Ratings2
Average rating3.5
This book made me feel nostalgic in the way it brought me back to my first crush on a girl. I loved how realistic and relatable it was. I could feel the secondhand embarrassment when it came to doing mortifyingly embarrassing things in front of your crush that made you want to disappear on the spot.
“Love... it's the scariest thing in the world. And loving someone, especially someone you think you shouldn't, is even scarier. But do you know what's worse? Taking away someone's privilege to know that they were loved. That in this messy world, they were cared about endlessly by a loving heart. It's a privilege, to get to love someone. It's an even bigger one to be loved.”
Having a crush on someone who you don't believe you have a chance with sucks. Having a crush on someone you believe you shouldn't have a crush on in the first place is even worse. This is something so many people can relate to.
My only real criticism is that I wanted it to be longer. This was such a cute story and I would definitely revisit it in the future.
Thank you to BookSirens and Isabel Hansen for this Arc!
I received an advance review copy for free, and I am leaving this review voluntarily.
i received an ARC in exchange of an honest review, all the opinions are mine.
being in love with your best friend's sister - who's off limits and isn't even interested in you that way (or so you thought) - is hard enough as it is, but throw in the fact that you have to spend an entire weekend with her because you got locked out of your own house and you've got aurora's definition of a disaster.
overall this was an entertaining and very quick read, which isn't that bad, in and of itself, but it does, however, mean i didn't get to connect with the characters that well so some things fell a little bit flat for me. i am well aware that this is a novella, so things are supposed to be fast paced but they were maybe a bit too fast paced for me to get attached to anything - the plot, the characters, the setting, etc.
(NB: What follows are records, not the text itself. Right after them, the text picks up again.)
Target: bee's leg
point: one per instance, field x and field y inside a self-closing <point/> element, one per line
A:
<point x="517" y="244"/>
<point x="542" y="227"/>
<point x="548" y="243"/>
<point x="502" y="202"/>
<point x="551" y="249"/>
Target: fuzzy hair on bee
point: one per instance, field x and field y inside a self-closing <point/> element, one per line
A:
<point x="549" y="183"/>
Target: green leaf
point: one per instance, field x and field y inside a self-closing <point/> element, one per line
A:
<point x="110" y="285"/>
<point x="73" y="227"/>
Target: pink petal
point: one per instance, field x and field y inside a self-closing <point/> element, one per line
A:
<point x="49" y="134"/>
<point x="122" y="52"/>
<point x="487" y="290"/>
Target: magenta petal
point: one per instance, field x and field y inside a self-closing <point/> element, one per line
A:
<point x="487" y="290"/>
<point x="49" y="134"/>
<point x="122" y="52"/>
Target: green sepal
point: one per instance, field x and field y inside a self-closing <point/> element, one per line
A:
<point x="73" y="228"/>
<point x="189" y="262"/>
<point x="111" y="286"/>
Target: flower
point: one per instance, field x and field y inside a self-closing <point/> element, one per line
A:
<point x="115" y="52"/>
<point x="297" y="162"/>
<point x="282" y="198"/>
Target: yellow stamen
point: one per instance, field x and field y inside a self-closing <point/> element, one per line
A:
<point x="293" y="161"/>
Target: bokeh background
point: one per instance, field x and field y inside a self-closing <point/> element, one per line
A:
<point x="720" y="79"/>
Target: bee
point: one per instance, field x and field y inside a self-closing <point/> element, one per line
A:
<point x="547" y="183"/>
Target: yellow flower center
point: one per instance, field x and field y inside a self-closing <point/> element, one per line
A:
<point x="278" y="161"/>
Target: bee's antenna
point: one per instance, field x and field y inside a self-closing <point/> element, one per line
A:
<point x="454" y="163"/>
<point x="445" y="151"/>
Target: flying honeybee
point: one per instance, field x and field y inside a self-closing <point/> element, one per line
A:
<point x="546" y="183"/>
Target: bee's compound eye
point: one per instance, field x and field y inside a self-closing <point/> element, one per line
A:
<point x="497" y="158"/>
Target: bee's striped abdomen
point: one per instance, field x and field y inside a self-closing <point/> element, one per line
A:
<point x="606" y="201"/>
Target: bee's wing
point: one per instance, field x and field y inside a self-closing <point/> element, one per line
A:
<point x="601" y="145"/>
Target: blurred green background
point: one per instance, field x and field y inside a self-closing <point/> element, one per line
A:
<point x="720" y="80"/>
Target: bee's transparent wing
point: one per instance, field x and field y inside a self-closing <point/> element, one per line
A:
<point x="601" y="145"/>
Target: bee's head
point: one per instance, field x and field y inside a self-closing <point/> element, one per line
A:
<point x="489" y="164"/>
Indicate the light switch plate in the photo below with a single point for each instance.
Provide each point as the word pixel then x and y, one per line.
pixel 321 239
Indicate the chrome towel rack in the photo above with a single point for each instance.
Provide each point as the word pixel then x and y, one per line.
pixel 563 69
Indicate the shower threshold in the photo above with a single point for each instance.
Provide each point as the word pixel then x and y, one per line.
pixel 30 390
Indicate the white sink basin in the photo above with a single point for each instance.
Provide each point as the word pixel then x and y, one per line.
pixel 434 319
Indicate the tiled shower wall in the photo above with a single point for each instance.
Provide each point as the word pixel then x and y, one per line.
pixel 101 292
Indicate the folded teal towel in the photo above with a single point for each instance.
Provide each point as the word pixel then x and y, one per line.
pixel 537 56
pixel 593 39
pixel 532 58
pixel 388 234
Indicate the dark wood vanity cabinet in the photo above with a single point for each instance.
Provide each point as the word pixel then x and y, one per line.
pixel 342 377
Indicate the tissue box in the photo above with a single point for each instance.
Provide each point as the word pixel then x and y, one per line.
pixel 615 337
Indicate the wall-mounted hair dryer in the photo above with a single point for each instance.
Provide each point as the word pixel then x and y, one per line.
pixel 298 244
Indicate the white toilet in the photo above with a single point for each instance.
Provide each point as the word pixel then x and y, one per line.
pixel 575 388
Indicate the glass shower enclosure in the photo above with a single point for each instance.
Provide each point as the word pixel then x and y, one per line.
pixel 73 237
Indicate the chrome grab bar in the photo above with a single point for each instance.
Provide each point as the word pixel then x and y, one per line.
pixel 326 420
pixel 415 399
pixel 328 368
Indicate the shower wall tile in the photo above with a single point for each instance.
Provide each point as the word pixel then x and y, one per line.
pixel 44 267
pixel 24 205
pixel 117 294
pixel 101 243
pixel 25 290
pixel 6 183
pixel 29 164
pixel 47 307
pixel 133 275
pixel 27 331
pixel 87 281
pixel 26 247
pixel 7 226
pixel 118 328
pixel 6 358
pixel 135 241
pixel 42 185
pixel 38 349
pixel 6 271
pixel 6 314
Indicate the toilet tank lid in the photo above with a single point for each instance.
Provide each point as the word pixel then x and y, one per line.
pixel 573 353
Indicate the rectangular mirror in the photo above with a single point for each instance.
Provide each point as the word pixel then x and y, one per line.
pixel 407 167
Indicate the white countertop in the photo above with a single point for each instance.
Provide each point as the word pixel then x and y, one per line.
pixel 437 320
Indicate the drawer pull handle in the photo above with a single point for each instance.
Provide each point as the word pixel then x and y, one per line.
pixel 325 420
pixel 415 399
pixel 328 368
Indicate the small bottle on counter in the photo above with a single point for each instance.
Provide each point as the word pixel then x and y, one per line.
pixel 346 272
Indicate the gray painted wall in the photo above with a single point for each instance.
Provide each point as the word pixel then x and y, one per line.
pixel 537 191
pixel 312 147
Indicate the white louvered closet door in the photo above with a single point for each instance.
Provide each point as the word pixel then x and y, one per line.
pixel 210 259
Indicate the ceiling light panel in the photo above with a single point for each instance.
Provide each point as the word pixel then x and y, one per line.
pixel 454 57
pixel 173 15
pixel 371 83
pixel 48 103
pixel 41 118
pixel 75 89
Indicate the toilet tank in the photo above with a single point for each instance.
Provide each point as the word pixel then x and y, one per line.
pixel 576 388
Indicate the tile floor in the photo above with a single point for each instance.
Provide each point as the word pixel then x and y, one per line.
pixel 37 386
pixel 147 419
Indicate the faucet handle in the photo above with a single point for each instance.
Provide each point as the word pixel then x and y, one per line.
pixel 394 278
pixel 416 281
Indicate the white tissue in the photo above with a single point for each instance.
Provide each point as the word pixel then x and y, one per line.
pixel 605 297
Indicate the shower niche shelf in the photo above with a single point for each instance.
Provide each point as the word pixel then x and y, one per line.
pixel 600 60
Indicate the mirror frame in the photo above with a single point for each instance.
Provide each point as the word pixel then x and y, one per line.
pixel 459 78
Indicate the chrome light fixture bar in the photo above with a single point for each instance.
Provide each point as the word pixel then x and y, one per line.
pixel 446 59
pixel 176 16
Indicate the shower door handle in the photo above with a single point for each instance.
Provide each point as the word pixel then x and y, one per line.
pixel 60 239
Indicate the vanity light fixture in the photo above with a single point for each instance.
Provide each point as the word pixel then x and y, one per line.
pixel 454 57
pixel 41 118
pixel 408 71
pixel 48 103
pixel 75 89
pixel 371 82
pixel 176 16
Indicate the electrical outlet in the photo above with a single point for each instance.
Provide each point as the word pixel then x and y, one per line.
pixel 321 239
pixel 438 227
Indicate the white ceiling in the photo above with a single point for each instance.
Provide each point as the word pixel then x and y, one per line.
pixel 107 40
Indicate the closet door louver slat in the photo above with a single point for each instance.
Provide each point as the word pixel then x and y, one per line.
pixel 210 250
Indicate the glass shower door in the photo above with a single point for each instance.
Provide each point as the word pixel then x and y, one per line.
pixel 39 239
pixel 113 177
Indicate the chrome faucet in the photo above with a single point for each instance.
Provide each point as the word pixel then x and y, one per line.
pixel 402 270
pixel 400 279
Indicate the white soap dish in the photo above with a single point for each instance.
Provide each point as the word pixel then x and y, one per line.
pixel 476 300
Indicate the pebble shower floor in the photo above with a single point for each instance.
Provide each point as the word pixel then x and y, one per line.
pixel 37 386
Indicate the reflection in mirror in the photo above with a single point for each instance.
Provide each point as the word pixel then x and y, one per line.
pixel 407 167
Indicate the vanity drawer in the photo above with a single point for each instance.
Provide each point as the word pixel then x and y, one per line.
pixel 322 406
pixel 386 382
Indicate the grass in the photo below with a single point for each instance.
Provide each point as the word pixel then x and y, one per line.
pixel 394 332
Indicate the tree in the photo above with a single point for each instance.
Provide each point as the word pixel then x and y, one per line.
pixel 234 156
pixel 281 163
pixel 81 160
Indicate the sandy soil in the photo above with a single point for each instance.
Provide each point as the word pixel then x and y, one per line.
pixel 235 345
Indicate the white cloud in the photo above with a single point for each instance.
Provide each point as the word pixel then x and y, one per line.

one thing that didn't fall that flat for me was the romance, which is why i decided to be less harsh about the story itself than i orginally wanted to since the romance was the one thing i was there for. it was cute, i felt the chemistry the main characters and their moments were sweet and managed to get a smile or a chuckle out of me at times. i even highlighted some paragraphs and bookmarked some pages so at least it left me with that. i also liked that we got glimpses of their past and that helped consolidate their relationship one way or another in my eyes, but it still left me wanting more.
i wish the characters on their own got a bit more developement because they felt a bit 2D sometimes, but i understand that the author couldn't get too deep into it given the length of the novella. i would, however, read a full novel about the characters with the same plot but developed because the premise was really good and it has a lot of potential.
i think the story lacked some depth when it comes to aurora's friendship with hope which is why i couldn't really understand why aurora thought it would the end of the world if hope found out she liked her sister. the only time we got somewhat of a look into their bond was towards the end, but when it comes to understanding their dynamic in relation to lyla it was a bit too late for me, although on its own that scene is one of my favorites. it was really hard for me to care about their friendship getting ruined when i didn't see said friendship on paper, i was only told about it.
the angst almost got me, but not quite and, as a huge angst with a happy ending lover, it was kind of disappointing. i knew i was supposed to feel it and i wasn't totally indifferent, but at the same time it didn't really affect me the way it was supposed to because i didn't care about the characters enough at the time. call it schrodinger's angst, if you will.
the end was cute, it wrapped everything out really nicely and i was content with the way everything turned out. it's promising without being too idealistic and it definitely left me feeling pretty good about the story. it wasn't a masterpiece or something that i will think about for a long time, but that's okay because not every read has to be this groundbreaking piece that has you questioning your life. i'm glad i could enjoy it for what it was.
as for the author, as a side note, the premises of her novels are so good sometimes i wish we could get full on novels instead of novellas just so i can properly get to enjoy them and their whole potential.